If a soap bubble filled with oxygen is put in a magnetic field, it will be drawn to the magnet. The reason is oxygen, as a consequence of the way it is put together, has two unpaired electrons, that is electrons existing as unpaired spins.
Crucially, because electrons have a tiny mass compared to protons they have much bigger magnetic moments. Six hundred times bigger, said Barnes, which also means that electrons can have a much bigger population difference between states.
By adding a “polarizing agent,” a chemical that has many unpaired electrons, to the sample, the scientists can create a much bigger “spin reservoir.”
The trick is to transfer the highly populated spin polarization of the electron to the less populated nuclear one. This is done by illuminating the sample with electromagnetic radiation at the electron’s spin resonance, the frequency that will cause electrons to flip spin states. When this transition is saturated, polarization is transferred to nuclei in the sample.
The idea that the highly populated spin polarization of the electron could be transferred to the less populated nuclear one is not obvious and took some time to be accepted. In addition, there was a practical problem.

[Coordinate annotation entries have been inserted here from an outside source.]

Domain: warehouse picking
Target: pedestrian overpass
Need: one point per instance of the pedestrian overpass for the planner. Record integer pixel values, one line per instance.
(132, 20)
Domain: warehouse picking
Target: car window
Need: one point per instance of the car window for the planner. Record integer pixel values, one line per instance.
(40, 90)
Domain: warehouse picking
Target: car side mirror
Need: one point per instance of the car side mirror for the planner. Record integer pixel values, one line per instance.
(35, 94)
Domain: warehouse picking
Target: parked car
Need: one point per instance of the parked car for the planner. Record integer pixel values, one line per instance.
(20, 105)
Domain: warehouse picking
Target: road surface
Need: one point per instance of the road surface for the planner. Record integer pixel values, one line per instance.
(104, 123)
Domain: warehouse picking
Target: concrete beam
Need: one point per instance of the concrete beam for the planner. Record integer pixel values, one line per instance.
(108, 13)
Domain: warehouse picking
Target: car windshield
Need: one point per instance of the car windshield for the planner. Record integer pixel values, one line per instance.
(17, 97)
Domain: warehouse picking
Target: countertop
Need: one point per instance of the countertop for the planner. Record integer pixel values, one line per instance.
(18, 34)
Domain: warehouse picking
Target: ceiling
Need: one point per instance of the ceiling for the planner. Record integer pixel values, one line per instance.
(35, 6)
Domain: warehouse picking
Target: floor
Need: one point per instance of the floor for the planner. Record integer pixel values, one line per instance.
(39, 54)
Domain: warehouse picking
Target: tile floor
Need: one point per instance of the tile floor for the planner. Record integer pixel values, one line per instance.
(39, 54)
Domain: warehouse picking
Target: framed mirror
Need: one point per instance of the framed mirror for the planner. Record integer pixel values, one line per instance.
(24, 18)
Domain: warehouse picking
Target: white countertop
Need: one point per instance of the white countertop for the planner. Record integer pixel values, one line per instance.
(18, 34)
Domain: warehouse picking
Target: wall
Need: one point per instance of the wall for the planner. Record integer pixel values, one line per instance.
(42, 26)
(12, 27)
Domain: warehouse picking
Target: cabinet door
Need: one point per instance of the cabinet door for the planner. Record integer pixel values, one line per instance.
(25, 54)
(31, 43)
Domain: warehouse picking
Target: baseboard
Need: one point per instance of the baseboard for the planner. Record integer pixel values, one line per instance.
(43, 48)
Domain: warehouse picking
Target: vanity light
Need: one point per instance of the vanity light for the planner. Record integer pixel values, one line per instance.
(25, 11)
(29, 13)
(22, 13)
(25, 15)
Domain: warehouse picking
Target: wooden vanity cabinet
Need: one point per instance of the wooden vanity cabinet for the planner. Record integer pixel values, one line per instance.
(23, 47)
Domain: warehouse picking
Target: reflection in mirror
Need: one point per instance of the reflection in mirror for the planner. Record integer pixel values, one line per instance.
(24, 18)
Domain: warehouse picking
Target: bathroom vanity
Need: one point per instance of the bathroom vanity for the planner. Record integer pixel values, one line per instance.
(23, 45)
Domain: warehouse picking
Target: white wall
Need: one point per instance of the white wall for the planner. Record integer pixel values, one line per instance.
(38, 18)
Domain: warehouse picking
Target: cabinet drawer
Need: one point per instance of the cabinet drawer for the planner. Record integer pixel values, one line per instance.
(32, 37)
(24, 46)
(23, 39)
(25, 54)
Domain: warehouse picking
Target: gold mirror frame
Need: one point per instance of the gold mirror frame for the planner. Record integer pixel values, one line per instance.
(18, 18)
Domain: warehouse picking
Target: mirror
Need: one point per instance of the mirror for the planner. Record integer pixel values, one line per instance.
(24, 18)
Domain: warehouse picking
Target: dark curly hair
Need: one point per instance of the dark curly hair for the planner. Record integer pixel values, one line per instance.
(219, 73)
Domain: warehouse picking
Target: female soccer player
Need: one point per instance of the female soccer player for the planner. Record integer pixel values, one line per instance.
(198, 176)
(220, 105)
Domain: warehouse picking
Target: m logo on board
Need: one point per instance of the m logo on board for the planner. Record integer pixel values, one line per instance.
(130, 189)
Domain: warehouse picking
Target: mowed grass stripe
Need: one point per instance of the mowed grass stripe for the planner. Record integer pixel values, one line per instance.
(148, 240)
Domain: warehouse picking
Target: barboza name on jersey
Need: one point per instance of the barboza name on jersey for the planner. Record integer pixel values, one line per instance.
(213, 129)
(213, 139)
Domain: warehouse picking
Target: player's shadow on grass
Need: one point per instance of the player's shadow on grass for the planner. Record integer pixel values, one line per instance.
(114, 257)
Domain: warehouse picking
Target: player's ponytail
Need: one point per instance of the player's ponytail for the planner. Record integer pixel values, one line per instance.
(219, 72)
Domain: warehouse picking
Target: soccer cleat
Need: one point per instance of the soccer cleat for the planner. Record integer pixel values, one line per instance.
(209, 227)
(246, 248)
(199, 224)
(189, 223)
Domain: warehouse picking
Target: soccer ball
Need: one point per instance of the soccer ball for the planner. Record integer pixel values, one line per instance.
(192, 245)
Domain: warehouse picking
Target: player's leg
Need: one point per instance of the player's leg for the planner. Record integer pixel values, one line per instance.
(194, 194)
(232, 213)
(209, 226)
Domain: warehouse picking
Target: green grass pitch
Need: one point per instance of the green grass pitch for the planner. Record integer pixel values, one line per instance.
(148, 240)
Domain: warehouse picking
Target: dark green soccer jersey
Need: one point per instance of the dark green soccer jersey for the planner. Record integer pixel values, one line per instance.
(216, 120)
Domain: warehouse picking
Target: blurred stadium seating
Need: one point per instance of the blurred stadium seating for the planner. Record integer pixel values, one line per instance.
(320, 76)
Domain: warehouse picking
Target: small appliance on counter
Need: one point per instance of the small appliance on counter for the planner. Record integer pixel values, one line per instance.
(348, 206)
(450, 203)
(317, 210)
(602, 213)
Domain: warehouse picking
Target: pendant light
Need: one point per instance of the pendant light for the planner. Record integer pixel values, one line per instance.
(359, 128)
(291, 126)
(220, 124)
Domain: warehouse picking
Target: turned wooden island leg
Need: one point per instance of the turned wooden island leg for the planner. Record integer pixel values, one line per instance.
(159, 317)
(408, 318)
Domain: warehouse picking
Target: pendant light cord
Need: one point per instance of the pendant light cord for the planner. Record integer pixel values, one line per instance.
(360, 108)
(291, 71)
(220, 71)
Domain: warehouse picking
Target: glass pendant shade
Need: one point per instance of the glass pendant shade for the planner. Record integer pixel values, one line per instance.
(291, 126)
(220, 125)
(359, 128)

To get good resolution, the scientists needed to work with strong magnetic fields but this moves the spin resonance frequency of the electrons to high frequencies that are difficult to produce. One of the recent breakthroughs in the field is the development of high-power gigahertz (one billion cycles per second) microwave sources.
Barnes built one of these devices, called a gyrotron, as part of his doctoral work at MIT.
Coming in from the cold
But as things currently stand, dynamic nuclear polarization only works at cryogenic temperatures. It fails at room temperature, Barnes said, because it takes longer for the polarization to transfer from the electrons to the nuclei than for the electrons to relax back to their equilibrium states.
This is a problem, Barnes said, because biomolecules may be trapped in a configuration as they freeze that they would not assume at room temperature. And in any case, scientists are as interested in dynamics — how the molecules move over time — as in structure at any given moment.
“What we want to do is to sweep the microwave source through the electron resonance frequency,” he said. “If we can sweep the frequency, the electrons feel it differently. One way to think of it is you are kind of pushing them over, pushing them from spin up to spin down. Whereas if you don’t have a tunable source, if you can’t sweep the frequency, you’re just hitting them with electromagnetic radiation and it doesn’t work that well.”
Barnes just received a prestigious award from the National Institutes of Health that will help him to develop this new technology, called frequency swept dynamic nuclear polarization.
Should everything turn out as he hopes and fast NMR spectroscopy become a reality at room temperature, it might change structural biology as dramatically as the famous PCR reaction changed genetics.
Significantly in the acknowledgments for his doctoral dissertation, he thanks his father for inspiring him to become a scientist by “writing out polymerase chain reactions on napkins over dinner when I was in grade school.”